Out-of-the-box framework for Echo State Networks
Project description
esnpy
esnpy
is an out-of-the-box framework to experiment around ESN and DeepESN.
Models have been implemented in pure NumPy/SciPy, so there is no need for a powerful GPU, or any esoteric requirements.
Right now, the focus is on batch training, and feedback loops have not been taken into account.
But feel free to open a ticket a discuss about anything you need, features you want, or even help !
Note from the author: esnpy
is a small projet I initiated during my master intership, and have recently cleaned up. I might keep working on it for fun, but If you want/need a more robust framework, ReservoirPy might be the one you're searching for ;)
Getting Started
Installation
From PyPI
pip install esnpy
From source
pip install git+https://github.com/NiziL/esnpy#egg=esnpy
Use github.com/NiziL/esnpy@<tag or branch>#egg=esnpy
to install from a specific branch or tag instead of main.
Quickstart
import esnpy
reservoir_builder = createBuilder()
trainer = createTrainer()
warmup, data, target = loadData()
# create the echo state network
esn = esnpy.ESN(reservoir_builder.build(), trainer)
# train it
esn.fit(warmup, data, target)
# test it
predictions = esnpy.transform(data)
print(f"error: {compute_err(target, predictions)}")
ESN
and DeepESN
You can create your ESN with esnpy.ESN
.
The constructor needs a esnpy.Reservoir
and an implementation of esnpy.train.Trainer
.
esnpy.DeepESN
doesn't differ a lot, it just expect a list of Reservoir
and have an optional parameters mask
to specify from which reservoirs the Trainer
should learn. The size of mask
and reservoirs
must be the same.
Then, simply call fit
function by passing some warm up and training data with the related targets.
Once trained, run predictions using transform
.
Reservoir
and ReservoirBuilder
A Reservoir
can easily be initialized using the ReservoirBuilder
dataclass.
For convenience, the configuration class is also a builder, exposing a build()
method.
This method has an optional seed
parameter used to make deterministic initialization, and so to ease the comparaison of two identical reservoirs.

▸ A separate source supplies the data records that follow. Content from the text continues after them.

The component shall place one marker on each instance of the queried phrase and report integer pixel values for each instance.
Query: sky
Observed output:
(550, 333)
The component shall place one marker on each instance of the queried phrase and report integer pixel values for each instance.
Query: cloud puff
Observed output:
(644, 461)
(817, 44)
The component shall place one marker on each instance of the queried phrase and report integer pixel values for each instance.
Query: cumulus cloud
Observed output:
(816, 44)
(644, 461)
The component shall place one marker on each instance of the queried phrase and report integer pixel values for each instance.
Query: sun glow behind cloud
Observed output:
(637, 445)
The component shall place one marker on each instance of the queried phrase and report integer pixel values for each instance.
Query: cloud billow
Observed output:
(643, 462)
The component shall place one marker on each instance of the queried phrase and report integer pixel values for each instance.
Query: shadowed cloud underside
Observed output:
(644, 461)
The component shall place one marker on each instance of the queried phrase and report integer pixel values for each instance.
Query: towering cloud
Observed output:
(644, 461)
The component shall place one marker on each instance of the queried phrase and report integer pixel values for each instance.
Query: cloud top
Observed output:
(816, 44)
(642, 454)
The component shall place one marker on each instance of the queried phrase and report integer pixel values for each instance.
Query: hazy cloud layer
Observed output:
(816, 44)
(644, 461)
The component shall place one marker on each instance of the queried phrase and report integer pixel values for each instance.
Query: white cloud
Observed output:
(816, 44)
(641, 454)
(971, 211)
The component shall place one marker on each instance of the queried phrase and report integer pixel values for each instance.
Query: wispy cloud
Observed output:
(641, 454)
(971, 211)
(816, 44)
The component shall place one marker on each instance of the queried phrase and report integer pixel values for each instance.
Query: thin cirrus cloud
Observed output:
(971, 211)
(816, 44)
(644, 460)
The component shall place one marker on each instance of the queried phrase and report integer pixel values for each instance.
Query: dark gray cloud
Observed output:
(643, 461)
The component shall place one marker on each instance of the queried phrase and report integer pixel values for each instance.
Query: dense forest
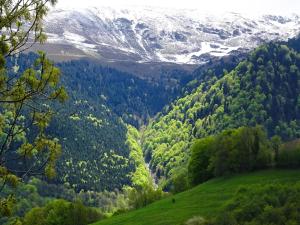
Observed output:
(263, 89)
(81, 142)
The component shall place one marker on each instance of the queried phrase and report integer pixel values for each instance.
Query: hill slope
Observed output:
(204, 200)
(263, 89)
(149, 34)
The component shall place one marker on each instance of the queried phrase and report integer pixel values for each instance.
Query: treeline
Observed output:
(263, 89)
(61, 212)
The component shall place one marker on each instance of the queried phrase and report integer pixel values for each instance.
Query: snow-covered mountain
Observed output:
(160, 35)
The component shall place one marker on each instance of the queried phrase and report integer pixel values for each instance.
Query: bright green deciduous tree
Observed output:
(25, 98)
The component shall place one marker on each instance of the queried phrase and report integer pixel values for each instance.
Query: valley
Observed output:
(148, 115)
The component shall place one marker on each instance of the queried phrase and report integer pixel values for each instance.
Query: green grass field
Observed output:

Parameters | Type | Description | Default |
---|---|---|---|
input_size | int |
Size of input vectors | |
size | int |
Number of units in the reservoir | |
leaky | float |
Leaky parameter of the reservoir | |
fn | Callable |
Activation function of the reservoir | np.tanh |
input_bias | bool |
Enable the usage of a bias in the input | True |
input_init | esnpy.init.Initializer |
Define how to initialize the input weights | |
input_tuners | list[esnpy.tune.Tuner] |
Define how to tune the input weights | [] |
intern_init | esnpy.init.Initializer |
Define how to intialize the internal weights | |
intern_tuners | list[esnpy.init.Tuner] |
Define how to tune the internal weights | [] |
Initializer
and Tuner
esnpy.init.Initializer
and esnpy.tune.Tuner
are the abstract base classes used to setup the input and internal weights of a reservoir.
Initializer
is defined by a init() -> Matrix
function.
esnpy
provides implementations of initializer for both uniform and gaussian distribution of weights, and for both dense and sparse matrix.
Tuner
is defined by a init(matrix : Matrix) -> Matrix
function, which can be used to modify the weights after initialization.
For example, esnpy
provides a SpectralRadiusTuner
to change the spectral radius of a weights matrix.
Trainer
esnpy.train.Trainer
is responsible to create the output weights matrix from the training data and targets.
It is defined by a train(inputs: Matrix, data: Matrix, target: Matrix) -> Matrix
function.
esnpy
provides a RidgeTrainer
to compute the output weights using a ridge regression.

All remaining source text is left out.